To say the least, the country’s laws regarding maternity leave haven’t kept pace with economic reality, as fewer and fewer women stay home to raise their children. A record four in 10 households with children under age 18 have a mother who is either the sole or primary breadwinner for her family, according to the Pew Research Center. The percentage has quadrupled since 1960.
Yet women are still largely expected to take unpaid time off to care for and bond with their new babies. How many people can afford to take, say, 10 weeks off work without earning any income? Right.
Certainly the general public knows how beneficial it is for parents to spend quality time with a new child. Anyone who has tried to hold down a full-time job while caring for a baby who doesn’t sleep through the night knows how easy it is to lose it — one’s sanity, that is, not the baby.
Perhaps you’re thinking: But unpaid leave is better than no leave. And you would be right.
But the way the law is written, there’s a gaping hole for most businesses in Maine to opt out of even providing unpaid leave. Here’s the law: Employers must provide up to 10 work weeks of family medical leave in any two-year period — but only if they have 15 employees or more. As you can guess, most private employers in Maine have fewer than 15 employees.

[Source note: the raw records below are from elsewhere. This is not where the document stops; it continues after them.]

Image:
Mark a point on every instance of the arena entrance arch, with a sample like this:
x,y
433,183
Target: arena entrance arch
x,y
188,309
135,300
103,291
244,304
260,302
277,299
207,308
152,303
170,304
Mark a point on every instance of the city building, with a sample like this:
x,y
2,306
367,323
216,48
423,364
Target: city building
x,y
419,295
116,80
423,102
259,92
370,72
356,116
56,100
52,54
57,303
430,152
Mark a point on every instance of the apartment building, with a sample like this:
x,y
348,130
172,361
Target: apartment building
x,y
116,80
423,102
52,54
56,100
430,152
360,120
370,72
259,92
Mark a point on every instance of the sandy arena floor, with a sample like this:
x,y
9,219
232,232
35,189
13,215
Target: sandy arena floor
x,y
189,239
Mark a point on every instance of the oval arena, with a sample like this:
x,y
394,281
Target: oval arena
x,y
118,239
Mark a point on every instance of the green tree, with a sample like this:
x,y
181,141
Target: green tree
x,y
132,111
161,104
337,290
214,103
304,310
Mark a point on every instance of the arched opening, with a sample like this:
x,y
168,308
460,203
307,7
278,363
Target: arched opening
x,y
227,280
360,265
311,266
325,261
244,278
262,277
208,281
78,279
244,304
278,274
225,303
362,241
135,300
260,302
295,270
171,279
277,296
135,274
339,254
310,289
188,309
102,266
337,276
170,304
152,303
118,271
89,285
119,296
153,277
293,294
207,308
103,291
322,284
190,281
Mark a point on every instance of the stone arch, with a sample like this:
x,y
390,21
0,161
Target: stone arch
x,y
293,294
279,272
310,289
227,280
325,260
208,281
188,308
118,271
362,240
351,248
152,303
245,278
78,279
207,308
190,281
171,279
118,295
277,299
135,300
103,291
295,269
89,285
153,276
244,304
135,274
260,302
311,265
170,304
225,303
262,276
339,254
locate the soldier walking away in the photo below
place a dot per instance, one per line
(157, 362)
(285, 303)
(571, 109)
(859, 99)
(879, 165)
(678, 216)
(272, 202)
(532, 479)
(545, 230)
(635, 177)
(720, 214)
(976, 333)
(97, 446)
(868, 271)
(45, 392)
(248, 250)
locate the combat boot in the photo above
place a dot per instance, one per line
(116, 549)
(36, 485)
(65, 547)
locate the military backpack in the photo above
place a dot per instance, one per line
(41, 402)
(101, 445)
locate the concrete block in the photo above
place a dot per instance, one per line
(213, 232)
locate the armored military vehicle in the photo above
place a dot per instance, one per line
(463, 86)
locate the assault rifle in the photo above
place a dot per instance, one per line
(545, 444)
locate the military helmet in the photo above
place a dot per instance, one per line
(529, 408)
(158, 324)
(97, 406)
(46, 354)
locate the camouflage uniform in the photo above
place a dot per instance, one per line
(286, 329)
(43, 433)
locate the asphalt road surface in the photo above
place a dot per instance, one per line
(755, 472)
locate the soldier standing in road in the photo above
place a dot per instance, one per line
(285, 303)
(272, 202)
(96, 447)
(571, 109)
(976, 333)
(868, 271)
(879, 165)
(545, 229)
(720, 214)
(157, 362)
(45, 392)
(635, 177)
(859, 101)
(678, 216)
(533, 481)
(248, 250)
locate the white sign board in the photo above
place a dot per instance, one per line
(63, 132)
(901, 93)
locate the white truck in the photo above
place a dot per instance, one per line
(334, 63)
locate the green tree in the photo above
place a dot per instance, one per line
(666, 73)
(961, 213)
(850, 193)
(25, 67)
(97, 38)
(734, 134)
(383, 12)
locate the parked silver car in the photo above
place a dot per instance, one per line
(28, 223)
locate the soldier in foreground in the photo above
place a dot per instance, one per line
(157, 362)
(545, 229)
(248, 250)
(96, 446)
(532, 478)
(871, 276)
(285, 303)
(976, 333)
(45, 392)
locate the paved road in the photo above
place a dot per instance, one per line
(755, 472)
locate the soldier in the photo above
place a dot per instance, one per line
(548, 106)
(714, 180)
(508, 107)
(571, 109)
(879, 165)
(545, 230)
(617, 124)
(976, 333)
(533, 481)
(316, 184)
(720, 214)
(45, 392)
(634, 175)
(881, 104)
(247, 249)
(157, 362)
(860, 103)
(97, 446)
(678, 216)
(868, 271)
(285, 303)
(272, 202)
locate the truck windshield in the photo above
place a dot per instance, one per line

Federal law isn’t much help either. Most people use the Family and Medical Leave Act to take time off for health problems, and it also allows parents to take 12 weeks off for the birth, adoption or foster placement of a new child. It only applies, however, to employees in workplaces with 50 or more workers within a 75-mile radius. And, again, the time off is unpaid.
So essentially Maine and the country have laws that almost require the unpaid leave that few people can afford to take advantage of anyway. It is a sad statement about the country prioritizing work far more than family — and expecting women, mostly, to take the hit.
While at least 181 countries require paid leave for women having children, the U.S. has decided to let businesses handle it. A few have stepped up to provide for their working mommas — and boost their own recruitment and retention, as it can cost more to rehire and retrain someone than to offer the benefit.
But overall, few employers offer paid maternity leave — and fewer are offering it over time. About 9 percent of employers nationwide offered the benefit in 2014, according to the National Partnership for Women and Families. That’s down from 16 percent in 2008 and 27 percent in 1998. So, no, businesses aren’t really filling in where the law could.
In California, however, employers were prodded to step up. It was the first state to start a paid family leave program, which began in 2004 and provides employees up to six weeks of partial wage replacement. Like an insurance benefit, the program is funded by a small employee-paid payroll tax. There are no direct costs for employers.
In a 2010 survey of 253 California employers, most said the paid family leave program had either a positive effect or no noticeable effect on productivity (89 percent), profitability and performance (91 percent) and turnover (96 percent). Not surprisingly, workers who took advantage of the program experienced better economic, social and health-related outcomes than those who didn’t — especially workers in low-quality jobs.
What is Maine waiting for? There is an active family leave model to consider that doesn’t harm employers and is desired by employees. This state needs more families. Babies need their parents’ loving attention. And everyone knows moms deserve the utmost respect. Let’s do something to make them proud.